When I’m trying a new restaurant, I usually look first at its website, and then cross-reference at a user-review site like Yelp or Urbanspoon. But sometimes I can only get information from said user-review sites – because the restaurant has no web presence.

While I’ve never owned a restaurant, or even worked in one, I’ll be the first to say that this is absolutely unacceptable. In 2010, any new business should rely on a website to serve as its primary marketing tool. Today’s foodies, especially younger ones, go right to the web for their restaurant information. Restaurateurs cannot afford to miss out on this kind of traffic.

However, sometimes restaurant websites are so bad that you wished they hadn’t even tried. Here are the most common offenders:

1.) The All-Flash Site. Sure, it spins and dances and does all kinds of neat tricks. But if your splash page takes more than 30 seconds to load, I’ve gotten up and gone to the kitchen for a snack and forgotten I ever wanted to go to your restaurant. Your loss.

2.) The Site With The Huge PDF Menus. I consider this a worse offense than Flash. One, it’s lazy. You’re just uploading a static document, and more often than not, it contains your specials from two seasons ago. It’s January and I don’t want your Summer Watermelon Rum Punch. Is it too much to ask to get regular updates?
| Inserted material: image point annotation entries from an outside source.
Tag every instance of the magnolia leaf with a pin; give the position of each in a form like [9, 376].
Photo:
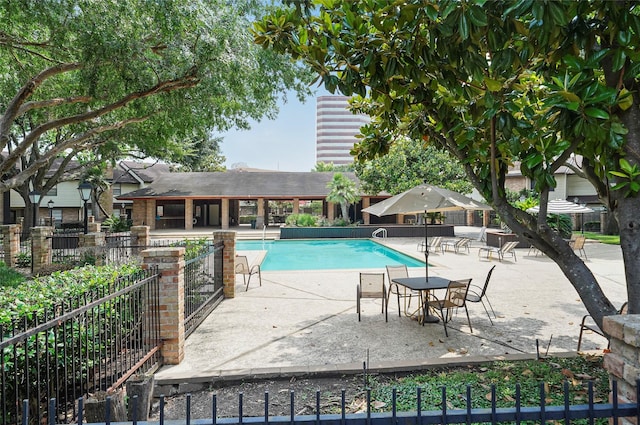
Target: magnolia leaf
[597, 113]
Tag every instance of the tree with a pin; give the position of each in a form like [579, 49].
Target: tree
[495, 83]
[128, 78]
[408, 164]
[342, 191]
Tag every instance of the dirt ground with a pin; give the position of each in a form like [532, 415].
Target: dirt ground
[279, 394]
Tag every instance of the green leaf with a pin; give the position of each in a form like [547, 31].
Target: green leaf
[596, 113]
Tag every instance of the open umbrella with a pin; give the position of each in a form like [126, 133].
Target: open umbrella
[560, 206]
[422, 199]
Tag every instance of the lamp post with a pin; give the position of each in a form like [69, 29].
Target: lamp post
[50, 205]
[84, 189]
[34, 198]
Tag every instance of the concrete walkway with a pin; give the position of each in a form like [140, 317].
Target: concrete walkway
[306, 321]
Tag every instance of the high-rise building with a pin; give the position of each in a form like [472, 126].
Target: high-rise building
[336, 128]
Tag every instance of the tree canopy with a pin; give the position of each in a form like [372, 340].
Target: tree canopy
[410, 163]
[129, 78]
[495, 83]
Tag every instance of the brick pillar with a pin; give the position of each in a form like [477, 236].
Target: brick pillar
[40, 247]
[11, 243]
[170, 263]
[228, 260]
[90, 244]
[188, 214]
[92, 225]
[366, 203]
[140, 235]
[623, 362]
[224, 214]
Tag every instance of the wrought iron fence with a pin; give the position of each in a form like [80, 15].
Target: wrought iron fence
[538, 413]
[90, 343]
[203, 284]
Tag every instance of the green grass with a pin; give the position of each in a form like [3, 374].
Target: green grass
[608, 239]
[552, 372]
[9, 277]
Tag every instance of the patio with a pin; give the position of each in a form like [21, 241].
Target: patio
[302, 321]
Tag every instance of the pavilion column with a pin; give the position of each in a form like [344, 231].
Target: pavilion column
[331, 211]
[366, 203]
[224, 220]
[260, 219]
[296, 205]
[188, 214]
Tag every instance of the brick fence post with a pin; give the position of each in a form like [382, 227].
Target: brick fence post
[140, 236]
[623, 362]
[11, 243]
[41, 247]
[228, 260]
[170, 263]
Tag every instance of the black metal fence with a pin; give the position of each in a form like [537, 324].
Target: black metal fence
[90, 343]
[588, 413]
[203, 285]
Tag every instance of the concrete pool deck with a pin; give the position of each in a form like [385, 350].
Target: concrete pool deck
[305, 322]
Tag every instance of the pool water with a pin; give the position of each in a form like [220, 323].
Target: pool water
[309, 254]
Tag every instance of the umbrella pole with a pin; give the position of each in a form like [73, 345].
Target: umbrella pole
[426, 246]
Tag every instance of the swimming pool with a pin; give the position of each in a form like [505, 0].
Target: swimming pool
[309, 254]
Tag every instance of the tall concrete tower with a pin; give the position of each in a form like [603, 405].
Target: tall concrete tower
[336, 128]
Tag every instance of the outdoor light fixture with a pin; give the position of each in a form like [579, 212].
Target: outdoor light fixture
[50, 205]
[84, 189]
[34, 198]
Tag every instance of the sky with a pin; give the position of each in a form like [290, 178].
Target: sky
[287, 143]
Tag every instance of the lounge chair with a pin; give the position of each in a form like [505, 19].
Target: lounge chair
[394, 272]
[578, 245]
[434, 244]
[242, 267]
[507, 248]
[478, 294]
[588, 324]
[456, 245]
[456, 297]
[372, 286]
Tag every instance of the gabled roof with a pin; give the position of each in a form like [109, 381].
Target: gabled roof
[137, 172]
[270, 184]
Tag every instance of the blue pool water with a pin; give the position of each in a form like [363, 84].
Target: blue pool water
[326, 254]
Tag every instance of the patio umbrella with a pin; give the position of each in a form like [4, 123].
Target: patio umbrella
[423, 199]
[560, 206]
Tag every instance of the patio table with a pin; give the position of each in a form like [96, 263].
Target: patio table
[423, 285]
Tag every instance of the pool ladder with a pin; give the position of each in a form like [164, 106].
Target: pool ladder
[379, 233]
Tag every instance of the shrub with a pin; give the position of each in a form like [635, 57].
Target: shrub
[10, 277]
[301, 220]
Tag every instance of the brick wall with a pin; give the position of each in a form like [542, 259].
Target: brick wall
[623, 360]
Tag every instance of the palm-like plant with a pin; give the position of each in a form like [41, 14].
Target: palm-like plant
[342, 191]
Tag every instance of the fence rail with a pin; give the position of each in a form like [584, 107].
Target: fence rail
[203, 284]
[90, 343]
[540, 413]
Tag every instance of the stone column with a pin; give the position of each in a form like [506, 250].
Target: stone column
[296, 206]
[40, 247]
[623, 360]
[188, 214]
[228, 260]
[224, 213]
[140, 234]
[170, 263]
[366, 217]
[11, 243]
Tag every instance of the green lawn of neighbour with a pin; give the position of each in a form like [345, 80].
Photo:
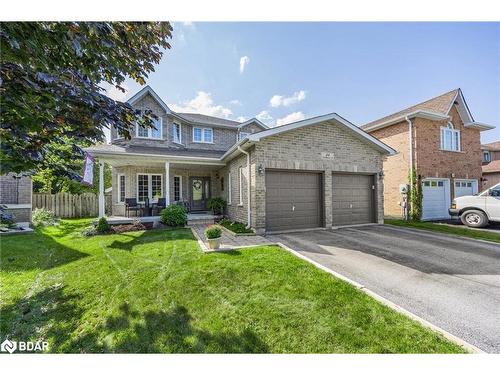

Two, sometimes these PDFs are close to the size of an audio file, and they shut down my entire browser. If your menu causes Firefox to crash, you’re not getting my business.

3.) The Site Created In A Web Design 101 Class – In 1996. You know. Geocities style. Times New Roman font, primary-colored backgrounds, as many animated GIF images as someone could possibly toss on a page. Sadly, to me, these are preferable to the PDF menu.

To  me, a good restaurant site is functional, regularly updated, aethestically pleasing and has an easy-to-access HTML-based menu. The most savvy restaurants also have strong presences on social networks like Facebook and Twitter, sharing daily specials and promotions with ‘fans’ and ‘followers.’ I understand that restaurants don’t typically have in-house web people to handle the updates, so it’s important to get this real-time information out on these platforms. And when you think about it, those reach more people than your main site, anyway.

Thoughts? Any web designers or restaurateurs want to weigh in?